P1: Test a Perceptual Phenomenon - Background Information

In a Stroop task, participants are presented with a list of words, with each word displayed in a color of ink. The participant’s task is to say out loud the color of the ink in which the word is printed. The task has two conditions: a congruent words condition, and an incongruent words condition. In the congruent words condition, the words being displayed are color words whose names match the colors in which they are printed: for example RED, BLUE. In the incongruent words condition, the words displayed are color words whose names do not match the colors in which they are printed: for example PURPLE, ORANGE. In each case, we measure the time it takes to name the ink colors in equally-sized lists. Each participant will go through and record a time from each condition

Questions For Investigation


What is our independent variable?
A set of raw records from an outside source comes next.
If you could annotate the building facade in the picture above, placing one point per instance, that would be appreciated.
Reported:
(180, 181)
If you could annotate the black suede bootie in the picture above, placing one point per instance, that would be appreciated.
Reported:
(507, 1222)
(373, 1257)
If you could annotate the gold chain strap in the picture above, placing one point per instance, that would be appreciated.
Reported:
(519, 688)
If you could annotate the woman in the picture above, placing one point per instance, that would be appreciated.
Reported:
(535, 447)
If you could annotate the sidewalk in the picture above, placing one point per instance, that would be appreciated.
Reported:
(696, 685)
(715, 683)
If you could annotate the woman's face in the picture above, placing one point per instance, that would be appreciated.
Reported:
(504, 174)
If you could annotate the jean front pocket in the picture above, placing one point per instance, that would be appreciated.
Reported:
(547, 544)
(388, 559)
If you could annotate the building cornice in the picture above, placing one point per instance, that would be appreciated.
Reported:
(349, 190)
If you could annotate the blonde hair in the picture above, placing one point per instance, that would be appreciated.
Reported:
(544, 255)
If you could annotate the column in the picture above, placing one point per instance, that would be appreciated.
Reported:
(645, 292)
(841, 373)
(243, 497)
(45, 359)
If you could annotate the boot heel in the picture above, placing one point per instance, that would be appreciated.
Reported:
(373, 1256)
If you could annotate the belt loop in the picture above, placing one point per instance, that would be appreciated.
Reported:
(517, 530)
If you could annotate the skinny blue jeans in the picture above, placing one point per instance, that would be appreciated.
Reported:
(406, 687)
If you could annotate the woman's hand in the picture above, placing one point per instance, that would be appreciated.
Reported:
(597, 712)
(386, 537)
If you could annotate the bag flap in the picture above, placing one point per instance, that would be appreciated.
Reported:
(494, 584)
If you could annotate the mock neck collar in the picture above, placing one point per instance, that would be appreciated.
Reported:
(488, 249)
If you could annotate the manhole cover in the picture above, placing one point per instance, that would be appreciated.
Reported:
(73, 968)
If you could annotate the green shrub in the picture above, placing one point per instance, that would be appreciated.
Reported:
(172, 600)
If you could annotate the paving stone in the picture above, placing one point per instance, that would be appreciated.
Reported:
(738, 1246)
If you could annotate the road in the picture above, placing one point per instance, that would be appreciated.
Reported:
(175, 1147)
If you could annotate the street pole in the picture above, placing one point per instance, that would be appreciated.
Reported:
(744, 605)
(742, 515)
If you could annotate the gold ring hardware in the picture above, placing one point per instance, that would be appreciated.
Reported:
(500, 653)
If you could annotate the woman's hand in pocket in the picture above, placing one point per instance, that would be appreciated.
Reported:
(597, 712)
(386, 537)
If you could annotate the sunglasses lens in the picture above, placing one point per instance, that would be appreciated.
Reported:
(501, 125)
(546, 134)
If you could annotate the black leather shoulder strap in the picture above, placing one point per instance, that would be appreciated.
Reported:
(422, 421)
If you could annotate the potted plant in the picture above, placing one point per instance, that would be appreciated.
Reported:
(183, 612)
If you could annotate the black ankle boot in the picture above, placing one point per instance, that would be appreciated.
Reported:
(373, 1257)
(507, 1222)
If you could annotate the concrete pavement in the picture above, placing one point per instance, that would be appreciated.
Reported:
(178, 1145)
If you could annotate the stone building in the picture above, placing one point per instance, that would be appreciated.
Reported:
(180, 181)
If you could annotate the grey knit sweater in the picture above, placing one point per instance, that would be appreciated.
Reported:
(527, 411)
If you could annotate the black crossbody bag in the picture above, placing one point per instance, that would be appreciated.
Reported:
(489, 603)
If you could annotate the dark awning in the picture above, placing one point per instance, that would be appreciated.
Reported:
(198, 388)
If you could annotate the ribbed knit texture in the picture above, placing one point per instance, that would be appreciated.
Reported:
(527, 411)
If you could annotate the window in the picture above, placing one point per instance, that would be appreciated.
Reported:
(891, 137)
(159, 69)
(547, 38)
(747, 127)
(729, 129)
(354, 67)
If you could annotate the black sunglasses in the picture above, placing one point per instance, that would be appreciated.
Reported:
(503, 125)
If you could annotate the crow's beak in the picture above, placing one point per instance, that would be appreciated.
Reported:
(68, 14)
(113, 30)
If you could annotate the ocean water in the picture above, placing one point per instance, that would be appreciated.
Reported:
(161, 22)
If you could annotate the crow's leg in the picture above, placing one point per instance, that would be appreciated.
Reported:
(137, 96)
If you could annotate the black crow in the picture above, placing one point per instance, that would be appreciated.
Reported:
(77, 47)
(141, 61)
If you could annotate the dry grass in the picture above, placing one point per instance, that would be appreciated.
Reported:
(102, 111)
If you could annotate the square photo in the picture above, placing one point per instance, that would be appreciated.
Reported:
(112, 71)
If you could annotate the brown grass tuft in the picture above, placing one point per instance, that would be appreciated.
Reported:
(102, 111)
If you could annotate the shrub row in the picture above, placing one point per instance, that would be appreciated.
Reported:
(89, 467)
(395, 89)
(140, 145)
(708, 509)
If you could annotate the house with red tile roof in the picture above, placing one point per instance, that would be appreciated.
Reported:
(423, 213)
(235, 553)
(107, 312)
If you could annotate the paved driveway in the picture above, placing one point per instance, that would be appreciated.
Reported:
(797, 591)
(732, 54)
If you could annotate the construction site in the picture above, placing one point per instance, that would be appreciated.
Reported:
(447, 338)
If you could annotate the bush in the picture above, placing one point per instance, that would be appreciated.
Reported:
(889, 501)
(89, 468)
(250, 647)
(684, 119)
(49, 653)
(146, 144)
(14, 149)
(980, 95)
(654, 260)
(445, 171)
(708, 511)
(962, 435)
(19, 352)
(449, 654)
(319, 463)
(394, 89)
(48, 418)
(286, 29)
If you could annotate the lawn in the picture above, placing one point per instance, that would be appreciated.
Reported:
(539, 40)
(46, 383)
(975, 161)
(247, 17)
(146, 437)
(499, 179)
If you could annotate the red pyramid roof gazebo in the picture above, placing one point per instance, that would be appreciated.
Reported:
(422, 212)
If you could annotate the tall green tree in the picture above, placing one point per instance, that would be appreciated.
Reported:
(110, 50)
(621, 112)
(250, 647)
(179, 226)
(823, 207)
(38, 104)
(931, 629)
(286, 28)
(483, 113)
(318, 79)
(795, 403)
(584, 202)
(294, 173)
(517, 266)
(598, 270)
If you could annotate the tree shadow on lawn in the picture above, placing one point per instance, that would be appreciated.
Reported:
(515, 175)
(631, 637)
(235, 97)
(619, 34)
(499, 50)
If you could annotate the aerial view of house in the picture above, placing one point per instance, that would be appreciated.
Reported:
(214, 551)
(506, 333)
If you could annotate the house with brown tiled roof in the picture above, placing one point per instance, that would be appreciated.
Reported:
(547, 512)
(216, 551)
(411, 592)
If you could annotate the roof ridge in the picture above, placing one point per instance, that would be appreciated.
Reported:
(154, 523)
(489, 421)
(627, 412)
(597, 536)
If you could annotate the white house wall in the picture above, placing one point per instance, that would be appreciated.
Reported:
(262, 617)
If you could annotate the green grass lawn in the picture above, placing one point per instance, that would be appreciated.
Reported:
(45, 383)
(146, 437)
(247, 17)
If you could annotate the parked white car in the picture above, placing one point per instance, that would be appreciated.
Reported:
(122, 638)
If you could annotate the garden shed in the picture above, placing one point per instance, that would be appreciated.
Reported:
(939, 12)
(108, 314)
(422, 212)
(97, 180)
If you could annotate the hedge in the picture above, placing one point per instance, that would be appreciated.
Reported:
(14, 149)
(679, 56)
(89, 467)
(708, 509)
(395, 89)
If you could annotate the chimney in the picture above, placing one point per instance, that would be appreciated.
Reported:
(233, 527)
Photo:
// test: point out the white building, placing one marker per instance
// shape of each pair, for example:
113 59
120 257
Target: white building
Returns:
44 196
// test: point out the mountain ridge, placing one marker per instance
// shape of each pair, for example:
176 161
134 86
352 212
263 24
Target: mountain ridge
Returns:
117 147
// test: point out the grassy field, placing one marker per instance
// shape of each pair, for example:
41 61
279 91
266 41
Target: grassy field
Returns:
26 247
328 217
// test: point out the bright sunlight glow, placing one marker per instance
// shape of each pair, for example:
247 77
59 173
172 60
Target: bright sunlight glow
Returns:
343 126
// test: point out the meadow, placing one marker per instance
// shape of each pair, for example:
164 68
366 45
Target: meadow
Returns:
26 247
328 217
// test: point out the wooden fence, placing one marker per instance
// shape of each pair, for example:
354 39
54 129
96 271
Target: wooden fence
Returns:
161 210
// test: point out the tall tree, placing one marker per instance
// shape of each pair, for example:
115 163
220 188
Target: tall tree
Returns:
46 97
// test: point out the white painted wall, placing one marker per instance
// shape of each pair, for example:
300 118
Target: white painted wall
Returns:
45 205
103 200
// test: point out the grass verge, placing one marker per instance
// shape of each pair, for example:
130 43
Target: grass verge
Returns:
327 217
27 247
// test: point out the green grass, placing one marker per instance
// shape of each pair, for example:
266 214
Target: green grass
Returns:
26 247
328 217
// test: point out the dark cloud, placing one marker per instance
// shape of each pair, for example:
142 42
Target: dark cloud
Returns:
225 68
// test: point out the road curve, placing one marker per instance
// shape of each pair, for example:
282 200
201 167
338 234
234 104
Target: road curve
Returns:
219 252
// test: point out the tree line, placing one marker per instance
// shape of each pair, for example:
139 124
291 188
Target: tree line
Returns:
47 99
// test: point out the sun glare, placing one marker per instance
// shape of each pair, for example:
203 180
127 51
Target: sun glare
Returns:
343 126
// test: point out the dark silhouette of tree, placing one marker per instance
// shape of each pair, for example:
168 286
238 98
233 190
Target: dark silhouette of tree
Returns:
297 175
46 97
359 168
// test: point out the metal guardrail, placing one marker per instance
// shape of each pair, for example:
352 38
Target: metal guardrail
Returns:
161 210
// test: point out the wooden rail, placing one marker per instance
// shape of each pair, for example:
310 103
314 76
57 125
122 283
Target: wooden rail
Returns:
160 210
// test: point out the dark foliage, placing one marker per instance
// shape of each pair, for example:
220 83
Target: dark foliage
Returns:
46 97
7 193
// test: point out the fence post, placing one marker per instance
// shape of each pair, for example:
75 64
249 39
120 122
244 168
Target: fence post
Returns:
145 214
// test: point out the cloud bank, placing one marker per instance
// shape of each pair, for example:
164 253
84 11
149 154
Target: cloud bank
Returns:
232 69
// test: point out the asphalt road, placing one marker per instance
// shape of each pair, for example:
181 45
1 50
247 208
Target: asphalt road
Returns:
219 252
What is our dependent variable?

  • Independent variable: Based on the color of the words displayed, two cases are identified namely Congruent and Incongruent. THe identification of the corresponding case is the independent variable.
  • Dependent variable: time to identify the color of words corresponding to congruent or incongruent case.

What is an appropriate set of hypotheses for this task? What kind of statistical test do you expect to perform? Justify your choices.

    • Null hypothesis : Population mean of Congruent ($\mu_C$) and Incongruent ($\mu_I$) cases are equal. $$H_0: \mu_C - \mu_I =0$$
    • Alternate hypothesis : Population mean of Congruent ($\mu_C$) and Incongruent ($\mu_I$) cases are different. $$H_A: \mu_C - \mu_I\neq0$$
  • Since the sample size $n < 30$, one sample two tailed t-test (for paired samples) with $\alpha = .05$ is proposed. This will determine whether there is a significant difference in the two samples namely Congruent and Incongruent cases. We don't know the population standard deviation, hence the Bessel corrected standard deviation of the sample should be used.

  • Assumptions made:
    • We assume the distributions of dependent samples and their difference are normaly distributed (Gaussian).
    • We assume the samples are randomly selected.

In [3]:
import csv
import numpy as np
import pandas as pd
from IPython.display import display
import matplotlib.pyplot as plt
%matplotlib inline
data = pd.read_csv('dataset.csv') # read the data
display(data)
Congruent Incongruent Diff_CminusI
0 12.079 19.278 -7.199
1 16.791 18.741 -1.950
2 9.564 21.214 -11.650
3 8.630 15.687 -7.057
4 14.669 22.803 -8.134
5 12.238 20.878 -8.640
6 14.692 24.572 -9.880
7 8.987 17.394 -8.407
8 9.401 20.762 -11.361
9 14.480 26.282 -11.802
10 22.328 24.524 -2.196
11 15.298 18.644 -3.346
12 15.073 17.510 -2.437
13 16.929 20.330 -3.401
14 18.200 35.255 -17.055
15 12.130 22.158 -10.028
16 18.495 25.139 -6.644
17 10.639 20.429 -9.790
18 11.344 17.425 -6.081
19 12.369 34.288 -21.919
20 12.944 23.894 -10.950
21 14.233 17.960 -3.727
22 19.710 22.058 -2.348
23 16.004 21.157 -5.153

Report some descriptive statistics regarding this dataset. Include at least one measure of central tendency and at least one measure of variability.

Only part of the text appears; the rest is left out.